Liferay version: Liferay Portal Community Edition 6.0.6 CE
Thank You!
There is really no need to define your own portal-developer.properties. By adding -Dexternal-properties=portal-developer.properties to your JAVA_OPTS in tomcat/bin/setenv.(sh|bat) Liferay will use it's default developer settings, which are almost identical to what you have provided. However, I do not believe this is contributes to (or could resolve) your problem. More details here.
The developer properties do allow you to make live changes to the templates provided you are changing the right file. Due to the default context.xml Liferay provides to the deployed webapps, the webapps are copied/cached in tomcat/temp/{id}-webapp-name. This means if you change the template in webapp/mytheme then it may take tomcat a while to pick up on the change, if it notices the change at all (this will depend on the tomcat configuration). On the other hand, if you make a change in temp/1-mytheme it will show up immediately. Editing the files in the temp folder is probably not ideal, so...
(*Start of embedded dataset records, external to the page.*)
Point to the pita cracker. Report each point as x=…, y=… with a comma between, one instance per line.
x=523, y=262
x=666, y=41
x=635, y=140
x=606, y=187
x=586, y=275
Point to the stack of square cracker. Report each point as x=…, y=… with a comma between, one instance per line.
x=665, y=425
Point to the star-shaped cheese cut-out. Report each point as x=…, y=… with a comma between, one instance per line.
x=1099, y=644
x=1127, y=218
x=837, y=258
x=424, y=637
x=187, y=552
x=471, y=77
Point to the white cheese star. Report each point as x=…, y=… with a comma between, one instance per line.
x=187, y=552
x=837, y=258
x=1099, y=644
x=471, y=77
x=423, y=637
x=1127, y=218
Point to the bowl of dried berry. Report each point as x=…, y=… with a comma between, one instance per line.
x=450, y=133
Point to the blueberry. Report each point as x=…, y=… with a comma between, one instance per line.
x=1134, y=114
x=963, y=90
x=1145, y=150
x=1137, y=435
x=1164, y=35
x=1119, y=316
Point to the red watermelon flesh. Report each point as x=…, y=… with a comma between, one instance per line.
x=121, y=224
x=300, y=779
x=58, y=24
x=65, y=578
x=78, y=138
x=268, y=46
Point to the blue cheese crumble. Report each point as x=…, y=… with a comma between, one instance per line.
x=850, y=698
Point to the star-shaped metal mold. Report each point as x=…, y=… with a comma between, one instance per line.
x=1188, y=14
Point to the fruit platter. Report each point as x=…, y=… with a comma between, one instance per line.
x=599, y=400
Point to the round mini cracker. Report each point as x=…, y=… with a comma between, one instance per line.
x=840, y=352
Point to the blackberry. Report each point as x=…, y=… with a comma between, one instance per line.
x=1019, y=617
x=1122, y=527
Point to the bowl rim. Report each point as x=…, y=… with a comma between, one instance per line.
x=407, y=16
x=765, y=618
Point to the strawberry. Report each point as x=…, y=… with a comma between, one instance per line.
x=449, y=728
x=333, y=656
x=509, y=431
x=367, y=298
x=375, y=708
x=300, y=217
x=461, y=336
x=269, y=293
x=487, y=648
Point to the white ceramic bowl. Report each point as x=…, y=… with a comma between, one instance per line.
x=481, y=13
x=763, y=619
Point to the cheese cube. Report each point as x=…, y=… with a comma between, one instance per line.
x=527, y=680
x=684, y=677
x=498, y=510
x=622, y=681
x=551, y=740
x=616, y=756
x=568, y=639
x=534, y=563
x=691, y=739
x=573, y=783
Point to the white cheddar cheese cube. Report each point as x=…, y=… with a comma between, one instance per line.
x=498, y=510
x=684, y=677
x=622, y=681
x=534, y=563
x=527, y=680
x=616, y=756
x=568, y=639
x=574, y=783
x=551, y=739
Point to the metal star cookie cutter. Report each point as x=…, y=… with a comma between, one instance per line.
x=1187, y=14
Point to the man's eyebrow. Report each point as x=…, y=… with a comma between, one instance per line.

How to fix this: (no specific order)
Prevent Tomcat from using the temp directory for your theme. Create a context.xml file for your theme.
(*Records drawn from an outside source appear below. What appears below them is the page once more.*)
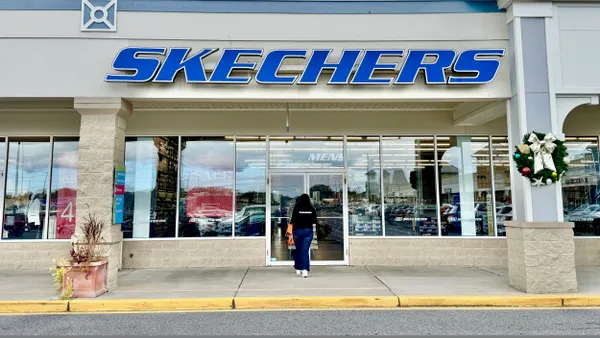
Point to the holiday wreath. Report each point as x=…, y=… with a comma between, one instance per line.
x=542, y=158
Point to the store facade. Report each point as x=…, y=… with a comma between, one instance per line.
x=398, y=120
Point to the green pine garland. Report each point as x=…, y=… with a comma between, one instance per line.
x=527, y=161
<Context cachingAllowed="false"/>
This file should be placed in the META-INF folder of your
theme. If you are using the Liferay auto-deploy feature the
context.xml file may be clobbered, here, and here. If this
is the case you will need to find a work around that best suits your
needs, such as modifying the context.xml after the theme is deployed.
If you are using the Liferay Plugin-SDK the you can follow the fast plugin development guide for setting up your development environment.